За первый день мы сделали шесть банков. За второй еще десять.
И добыли где-то около сорока тысяч долларов. Их мы поделили и положили на депозит уже в свои банки.
Ограбление банкоматов – это были серьезные события, настоящие новости, и о нас стали постоянно появляться статьи в газетах, мы смотрели по телевизору, как рассказывают о наших налетах на банки. Это было жутковато. Были люди, которые видели, как мы совершали преступления, наблюдали, что мы делали, и они ничего не помнили. Кое-кто вспоминал, что видел группу людей, но не мог сказать ничего конкретного. Некоторые просто сочиняли – обычно пожилые белые настоящие мужчины, которые неизменно упоминали черную или испано-язычную банду.

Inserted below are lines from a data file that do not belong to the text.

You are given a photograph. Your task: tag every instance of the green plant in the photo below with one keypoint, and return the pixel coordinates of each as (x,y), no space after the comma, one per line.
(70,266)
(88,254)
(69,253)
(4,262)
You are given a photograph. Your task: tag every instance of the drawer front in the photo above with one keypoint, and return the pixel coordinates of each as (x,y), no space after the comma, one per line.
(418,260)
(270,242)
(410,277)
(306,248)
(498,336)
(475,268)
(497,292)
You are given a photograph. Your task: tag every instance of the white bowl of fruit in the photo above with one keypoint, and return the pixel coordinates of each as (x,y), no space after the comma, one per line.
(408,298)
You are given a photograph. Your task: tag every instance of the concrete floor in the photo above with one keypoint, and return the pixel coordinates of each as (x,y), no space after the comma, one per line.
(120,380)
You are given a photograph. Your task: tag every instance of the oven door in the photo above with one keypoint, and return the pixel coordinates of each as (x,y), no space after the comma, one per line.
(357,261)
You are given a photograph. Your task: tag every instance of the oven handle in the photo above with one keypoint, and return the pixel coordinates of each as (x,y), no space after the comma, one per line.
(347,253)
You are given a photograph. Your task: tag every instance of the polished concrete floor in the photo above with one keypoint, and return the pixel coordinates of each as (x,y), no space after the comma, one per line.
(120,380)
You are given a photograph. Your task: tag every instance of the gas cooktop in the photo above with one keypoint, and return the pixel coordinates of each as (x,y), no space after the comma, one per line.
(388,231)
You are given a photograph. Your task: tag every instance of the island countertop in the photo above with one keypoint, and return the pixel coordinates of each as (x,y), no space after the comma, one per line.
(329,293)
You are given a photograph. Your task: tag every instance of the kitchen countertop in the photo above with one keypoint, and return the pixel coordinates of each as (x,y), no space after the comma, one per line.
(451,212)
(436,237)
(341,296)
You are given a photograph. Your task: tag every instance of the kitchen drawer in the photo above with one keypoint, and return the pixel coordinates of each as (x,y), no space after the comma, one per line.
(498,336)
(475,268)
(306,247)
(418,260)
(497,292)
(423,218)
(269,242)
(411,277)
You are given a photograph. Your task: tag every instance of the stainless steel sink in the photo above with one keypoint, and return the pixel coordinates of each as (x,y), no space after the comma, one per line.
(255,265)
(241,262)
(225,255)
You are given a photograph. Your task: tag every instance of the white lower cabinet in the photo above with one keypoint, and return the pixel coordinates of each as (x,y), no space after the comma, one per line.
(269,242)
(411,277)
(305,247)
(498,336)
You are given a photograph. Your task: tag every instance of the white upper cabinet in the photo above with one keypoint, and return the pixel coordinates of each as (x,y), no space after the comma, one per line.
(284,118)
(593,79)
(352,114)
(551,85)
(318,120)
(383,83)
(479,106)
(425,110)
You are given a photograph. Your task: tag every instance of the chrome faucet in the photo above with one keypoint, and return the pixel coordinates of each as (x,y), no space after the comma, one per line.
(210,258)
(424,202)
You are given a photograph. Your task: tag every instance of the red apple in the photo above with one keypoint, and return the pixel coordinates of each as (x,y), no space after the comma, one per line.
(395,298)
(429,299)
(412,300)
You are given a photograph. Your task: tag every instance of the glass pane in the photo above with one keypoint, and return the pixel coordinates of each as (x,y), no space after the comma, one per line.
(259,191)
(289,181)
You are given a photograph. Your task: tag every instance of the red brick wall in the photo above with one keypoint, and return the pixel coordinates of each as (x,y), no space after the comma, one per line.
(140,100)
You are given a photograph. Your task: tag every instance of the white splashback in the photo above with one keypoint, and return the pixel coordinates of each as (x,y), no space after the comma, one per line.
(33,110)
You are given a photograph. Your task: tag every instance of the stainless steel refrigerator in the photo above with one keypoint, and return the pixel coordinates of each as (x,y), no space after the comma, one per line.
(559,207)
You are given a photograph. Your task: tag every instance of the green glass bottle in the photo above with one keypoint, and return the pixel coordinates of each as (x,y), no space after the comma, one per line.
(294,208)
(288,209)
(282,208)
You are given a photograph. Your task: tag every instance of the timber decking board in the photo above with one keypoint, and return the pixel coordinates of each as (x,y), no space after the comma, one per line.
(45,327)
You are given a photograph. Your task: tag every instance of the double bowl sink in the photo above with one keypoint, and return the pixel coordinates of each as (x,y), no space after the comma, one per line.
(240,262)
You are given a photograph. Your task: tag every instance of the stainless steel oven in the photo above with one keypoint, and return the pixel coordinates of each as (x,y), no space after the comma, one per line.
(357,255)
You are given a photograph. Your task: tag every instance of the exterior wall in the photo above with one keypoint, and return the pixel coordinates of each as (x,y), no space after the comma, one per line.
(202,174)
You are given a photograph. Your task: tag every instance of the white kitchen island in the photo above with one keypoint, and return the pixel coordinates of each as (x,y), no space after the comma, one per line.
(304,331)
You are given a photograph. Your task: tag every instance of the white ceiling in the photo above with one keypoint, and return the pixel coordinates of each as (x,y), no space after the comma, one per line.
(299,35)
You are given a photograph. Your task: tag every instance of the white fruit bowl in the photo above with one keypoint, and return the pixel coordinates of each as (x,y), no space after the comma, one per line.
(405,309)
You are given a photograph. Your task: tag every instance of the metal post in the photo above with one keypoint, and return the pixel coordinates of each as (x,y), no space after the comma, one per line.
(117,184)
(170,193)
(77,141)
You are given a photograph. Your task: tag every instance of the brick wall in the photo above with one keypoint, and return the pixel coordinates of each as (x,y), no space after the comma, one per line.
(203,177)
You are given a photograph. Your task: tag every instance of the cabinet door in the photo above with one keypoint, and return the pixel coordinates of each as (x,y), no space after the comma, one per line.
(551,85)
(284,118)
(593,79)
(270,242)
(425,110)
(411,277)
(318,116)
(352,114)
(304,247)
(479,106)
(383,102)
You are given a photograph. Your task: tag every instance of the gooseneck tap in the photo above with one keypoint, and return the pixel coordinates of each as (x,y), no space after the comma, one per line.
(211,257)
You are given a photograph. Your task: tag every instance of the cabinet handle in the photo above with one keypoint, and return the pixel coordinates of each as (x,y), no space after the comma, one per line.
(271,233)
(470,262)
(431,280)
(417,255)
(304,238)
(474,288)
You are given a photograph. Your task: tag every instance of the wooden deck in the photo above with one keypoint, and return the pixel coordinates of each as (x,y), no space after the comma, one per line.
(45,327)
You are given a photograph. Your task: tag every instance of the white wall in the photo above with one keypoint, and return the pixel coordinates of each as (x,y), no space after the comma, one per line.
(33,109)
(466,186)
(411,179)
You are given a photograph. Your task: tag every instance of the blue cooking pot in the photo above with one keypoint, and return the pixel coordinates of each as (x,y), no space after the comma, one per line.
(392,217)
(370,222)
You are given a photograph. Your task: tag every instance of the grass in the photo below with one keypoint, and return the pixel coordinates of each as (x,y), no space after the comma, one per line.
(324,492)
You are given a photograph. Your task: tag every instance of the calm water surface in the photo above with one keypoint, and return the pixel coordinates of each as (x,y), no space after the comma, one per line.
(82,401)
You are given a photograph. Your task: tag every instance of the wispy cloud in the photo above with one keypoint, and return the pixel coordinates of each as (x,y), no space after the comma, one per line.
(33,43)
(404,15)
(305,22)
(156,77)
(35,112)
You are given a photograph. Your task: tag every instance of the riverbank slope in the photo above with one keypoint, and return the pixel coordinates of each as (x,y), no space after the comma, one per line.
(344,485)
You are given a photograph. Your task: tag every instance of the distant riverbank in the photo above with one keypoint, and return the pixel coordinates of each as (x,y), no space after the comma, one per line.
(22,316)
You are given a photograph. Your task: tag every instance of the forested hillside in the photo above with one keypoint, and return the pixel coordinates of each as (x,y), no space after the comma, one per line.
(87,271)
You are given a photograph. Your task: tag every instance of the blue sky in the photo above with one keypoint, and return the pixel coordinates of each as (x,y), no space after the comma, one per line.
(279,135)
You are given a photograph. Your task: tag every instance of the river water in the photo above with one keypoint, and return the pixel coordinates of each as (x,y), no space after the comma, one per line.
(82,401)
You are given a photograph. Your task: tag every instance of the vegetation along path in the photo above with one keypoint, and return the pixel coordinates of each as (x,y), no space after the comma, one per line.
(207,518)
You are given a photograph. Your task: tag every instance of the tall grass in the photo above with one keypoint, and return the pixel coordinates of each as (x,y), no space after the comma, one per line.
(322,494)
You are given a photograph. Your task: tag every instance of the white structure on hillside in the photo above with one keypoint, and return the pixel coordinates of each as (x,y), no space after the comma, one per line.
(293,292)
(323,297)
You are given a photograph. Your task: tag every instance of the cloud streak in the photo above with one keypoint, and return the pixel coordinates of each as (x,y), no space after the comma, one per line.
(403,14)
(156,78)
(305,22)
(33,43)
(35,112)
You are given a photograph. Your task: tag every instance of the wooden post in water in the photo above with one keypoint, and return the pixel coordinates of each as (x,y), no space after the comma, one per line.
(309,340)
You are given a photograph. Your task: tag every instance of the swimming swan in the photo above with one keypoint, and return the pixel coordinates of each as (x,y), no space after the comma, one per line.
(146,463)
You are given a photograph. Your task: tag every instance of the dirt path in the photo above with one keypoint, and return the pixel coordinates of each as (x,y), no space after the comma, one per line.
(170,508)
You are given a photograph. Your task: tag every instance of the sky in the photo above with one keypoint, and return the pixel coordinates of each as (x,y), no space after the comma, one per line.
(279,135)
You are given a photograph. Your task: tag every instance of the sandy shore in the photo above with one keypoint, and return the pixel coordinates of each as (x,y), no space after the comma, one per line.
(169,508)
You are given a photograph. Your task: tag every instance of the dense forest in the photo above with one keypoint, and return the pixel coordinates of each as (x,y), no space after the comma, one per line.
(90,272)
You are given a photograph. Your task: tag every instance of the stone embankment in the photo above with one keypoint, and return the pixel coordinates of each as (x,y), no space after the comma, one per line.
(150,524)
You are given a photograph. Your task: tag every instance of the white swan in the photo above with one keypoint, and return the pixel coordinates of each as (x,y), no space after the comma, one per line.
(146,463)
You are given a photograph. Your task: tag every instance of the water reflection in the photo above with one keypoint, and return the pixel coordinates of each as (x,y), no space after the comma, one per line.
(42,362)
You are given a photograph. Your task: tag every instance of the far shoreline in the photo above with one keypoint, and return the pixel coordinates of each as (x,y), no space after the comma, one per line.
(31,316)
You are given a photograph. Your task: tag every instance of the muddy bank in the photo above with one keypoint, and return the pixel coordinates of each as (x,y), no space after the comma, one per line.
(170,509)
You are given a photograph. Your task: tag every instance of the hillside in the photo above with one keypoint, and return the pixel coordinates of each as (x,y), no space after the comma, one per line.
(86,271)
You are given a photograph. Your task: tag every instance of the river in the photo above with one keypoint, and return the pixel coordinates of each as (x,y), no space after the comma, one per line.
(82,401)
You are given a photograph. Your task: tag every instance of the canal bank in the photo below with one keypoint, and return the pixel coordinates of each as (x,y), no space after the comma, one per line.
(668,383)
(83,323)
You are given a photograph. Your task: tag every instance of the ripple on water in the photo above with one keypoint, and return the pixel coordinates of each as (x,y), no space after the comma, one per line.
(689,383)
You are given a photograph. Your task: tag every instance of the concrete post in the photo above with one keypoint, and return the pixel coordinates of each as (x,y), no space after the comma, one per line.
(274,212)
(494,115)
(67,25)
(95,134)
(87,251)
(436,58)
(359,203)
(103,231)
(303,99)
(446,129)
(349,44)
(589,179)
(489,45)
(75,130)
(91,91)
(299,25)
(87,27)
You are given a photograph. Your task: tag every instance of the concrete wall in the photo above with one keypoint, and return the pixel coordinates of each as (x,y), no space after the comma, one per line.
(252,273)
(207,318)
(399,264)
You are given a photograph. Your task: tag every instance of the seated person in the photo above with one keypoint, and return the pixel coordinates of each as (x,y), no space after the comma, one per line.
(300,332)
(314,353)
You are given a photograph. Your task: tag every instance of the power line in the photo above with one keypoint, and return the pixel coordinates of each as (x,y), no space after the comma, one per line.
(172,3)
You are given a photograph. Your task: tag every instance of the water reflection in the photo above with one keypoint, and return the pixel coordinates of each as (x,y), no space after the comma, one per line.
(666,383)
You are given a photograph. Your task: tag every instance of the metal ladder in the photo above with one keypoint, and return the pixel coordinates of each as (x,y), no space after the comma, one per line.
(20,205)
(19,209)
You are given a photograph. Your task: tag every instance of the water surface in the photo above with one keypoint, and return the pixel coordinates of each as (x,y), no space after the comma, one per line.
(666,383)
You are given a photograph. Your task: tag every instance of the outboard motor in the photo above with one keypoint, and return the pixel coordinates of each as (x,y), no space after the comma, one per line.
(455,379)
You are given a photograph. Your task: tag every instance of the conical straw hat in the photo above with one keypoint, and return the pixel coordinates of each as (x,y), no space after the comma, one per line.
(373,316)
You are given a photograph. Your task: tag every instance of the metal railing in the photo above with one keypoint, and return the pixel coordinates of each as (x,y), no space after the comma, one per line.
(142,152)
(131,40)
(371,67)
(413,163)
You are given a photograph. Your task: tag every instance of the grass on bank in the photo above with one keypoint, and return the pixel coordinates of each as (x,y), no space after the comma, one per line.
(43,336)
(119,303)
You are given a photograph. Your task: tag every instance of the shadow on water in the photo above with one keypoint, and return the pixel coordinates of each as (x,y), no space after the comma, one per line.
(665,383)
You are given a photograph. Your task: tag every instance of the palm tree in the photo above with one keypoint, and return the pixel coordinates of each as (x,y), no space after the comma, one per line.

– Ага! – глумился в таких случаях Филипп, бросаясь в телевизор обломками крендельков. – Валите все на меньшинства!
Мы сильнее занервничали, когда через несколько дней показали арест полицией двух латиноамериканцев за совершенные нами ограбления. Это были крутые на вид ребята, явно не самые законопослушные граждане, и если бы я не знал правды, я бы вполне поверил.
Я вспомнил «Фредерикс» – как там «поймали» тех «хмырей».
– Я так понимаю, что они нашли козлов отпущения, – спокойно сказал Джеймс.
– Ну и хрен с ними, – сказал Филипп. – А мы покажем, что эти ребята ни при чем. Подломим еще несколько банкоматов.
– Когда-нибудь нас заснимет одна из этих сторожевых видеокамер, – сказал Дон. – И что тогда будем делать?
– У них уже есть наши портреты. Но никто не может вспомнить, как мы выглядим. Так что не волнуйся.
На следующий день мы ограбили три банкомата, все в Лонг-Биче, а вечером у меня дома смотрели новости, подготовив видик для записи. Ограбление банкоматов не было главной новостью – около кинотеатра «Вествуд», где показывали новый гангстерский фильм, произошла перестрелка, – но попали на второе место, и представитель полиции с явной досадой признал, что арестованных вчера в связи с этим преступлением сейчас освобождают.
– Утерли мы им нос, – улыбнулся Филипп.
– Но нас все равно не признают, – напомнил я. – Мы устроили целую эпидемию преступлений, и все равно к нам их не относят.
– Может, полиция не хочет сообщать наши имена по новостям, – предположил Бастер. – Может, они не хотят давать нам рекламы.
– Может быть, – согласился я.
Джеймс сидел в кресле, задумчиво глядя в телевизор, а камера показывала, как полиция в Комптоне окружает подозреваемых в распространении наркотиков.
– А знаете, – сказал он, ткнув в телевизор, – мы могли бы эту проблему решить.
– Что? – повернулся к нему Филипп.
– Мы можем попасть туда, куда даже копы не попадут. Мы можем войти, собрать оружие и наркотики и выйти.
– Дурак, мы же не супергерои. Мы средние, не запоминающиеся, не оставляющие впечатления, но мы же, мать твою, не невидимки!
– Чего ты вскинулся? – спросил я у Филиппа. – Он же только предложил.
Он повернулся ко мне, и наши взгляды встретились. Мне показалось, будто он ожидал, что я пойму, отчего он рассердился, что его беспокоило, но я ничего не понимал, и потому отвел глаза в сторону.
Кажется, я чего-то не заметил.
– Что с тобой? – спросил я.
– Ничего.
Вдруг у него сделался очень усталый, измотанный вид.
– Увидимся утром, ребята, – вяло сказал он. – Я спать пошел.
Никто ничего не успел сказать, а он уже пошел в спальню.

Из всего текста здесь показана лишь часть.